Saturday
Oct112008
Flickering 'Ember'
City of Ember Fails to Ignite Excitement
First off, I LOVED the milieu of this film. The concept of a Fallout-esque vault city built to house a post apocalyptic is incredibly appealing, especially with the recent insurgence of the "steam punk" genre in games like Bioshock. The movie actually feels like it borrows a lot from the Fallout franchise, even down to the blue and yellow color motif which crops up from time to time. In fact, I think the art design and setting alone make this movie worth seeing if you are at all a junkie for this kind of science fiction setting. But while the film is filled with conceptual gems (I especially like the idea of replacing telephones with a department of on-foot messengers whose service can be hailed from street) its execution degrades it from good science fiction movie to merely "kids movie."
The acting, and hate to further the connotation of this word, was "child" acting. This is something that you have come to grips with in films with young actors. If they aren't Hailey Joel Osmond or Dakota Fanning, they aren't going to give an oscar worthy performance. "But Dustin, what about Abigail Breslin in Little Miss Sunshine? She got an Oscar nod!" Yeah and so did the girl from "Whale Rider," and how many oscars did they win? Oh that's right, ZERO. It also pained me to see Bill Murray in this movie, as I've actually become of huge fan of his "Lost in Translation" era acting. Anyone with a SAG card can perform an oblique portrayal of a corrupt politician. Either bring something unique to table, or just let Jim Carrey play the rest of your series of unfortunate adult characters.
So what's the final verdict?

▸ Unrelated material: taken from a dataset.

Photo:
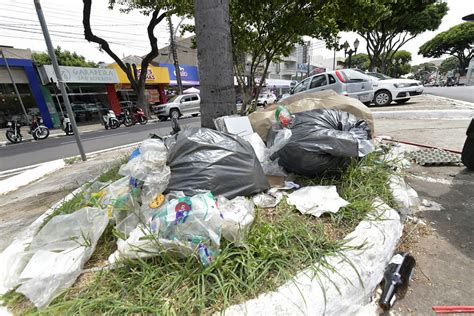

If you have a hankering for a lightweight adventure in a beautifully crafted environment, read the books on which the film was based, or simply find yourself unable to watch the latest harlequin corset ripper or Iraqi war gripper, I would easily recommend "City of Ember." Family friendly films are a necessary part of a balanced cinematic diet, and while this is no crème brûlée Pixar flick, "City of Ember" scores at least a Jolly Rancher of the film food world. Sweet, simple, and if you think too hard about what it is your ingesting, you'll probably spit it out.